AAPA Supports House Water Resources Bill
The American Association of Port Authorities (AAPA) voiced support this week for the US House of Representatives passing HR 8, its version of the 2018 Water Resources Development Act (WRDA). AAPA hailed the legislation as providing policy revisions to improve and streamline product delivery in the US Army Corps of Engineers’ navigation program.
“By approving WRDA 2018 by a vote of 408 to 2, we commend the House of Representatives for helping ensure that crucial water resources legislation is addressed and passed by Congress on an every-two-year basis,” said AAPA President and CEO Kurt Nagle. “The House bill just passed continues the trend of streamlining maritime infrastructure improvements by expediting evaluations, enabling timely decisions and providing greater funding flexibilities, as well as authorizing new projects.
“Looking ahead,” he continued, “we will continue working with both chambers of Congress to include additional provisions to WRDA 2018 to ensure that all of the federal harbor maintenance taxes collected are fully spent each year so there’s continued availability and competitiveness of our nation’s harbors.”

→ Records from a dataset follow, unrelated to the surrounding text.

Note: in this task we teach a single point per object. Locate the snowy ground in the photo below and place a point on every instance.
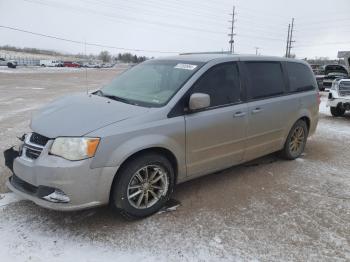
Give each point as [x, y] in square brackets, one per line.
[267, 210]
[54, 70]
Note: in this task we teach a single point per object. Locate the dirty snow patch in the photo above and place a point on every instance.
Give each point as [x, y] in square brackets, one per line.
[9, 198]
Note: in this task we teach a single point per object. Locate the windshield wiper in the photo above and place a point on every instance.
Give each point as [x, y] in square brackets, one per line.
[113, 97]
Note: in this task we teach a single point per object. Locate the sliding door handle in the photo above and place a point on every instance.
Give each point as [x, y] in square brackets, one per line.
[239, 114]
[256, 110]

Recently, AAPA’s US-member port authorities reached a long-term industry agreement on the future spending of federal harbor maintenance taxes, which are levied on the value of seaborne imports into the US and on domestic, port-to-port transfers of cargo. Implementing AAPA’s industry agreement will provide economic and jobs benefits to ports nationwide, and help drive the economy forward.
“Our long-term solution for harbor maintenance tax spending,” said Mr. Nagle, “fixes the inequities in our current system while addressing the health and well-being of our seaport water highways that are critical for delivering goods and services to all Americans. We’ll continue urging Congress to include this agreement prior to WRDA 2018 being enacted.”
Cargo activities at US seaports support 23 million jobs and generate $320 billion in annual federal, state and local taxes. All but one percent of US overseas trade moves through maritime facilities, and US seaport cargo activities account for more than one-quarter of the nation’s Gross Domestic Product.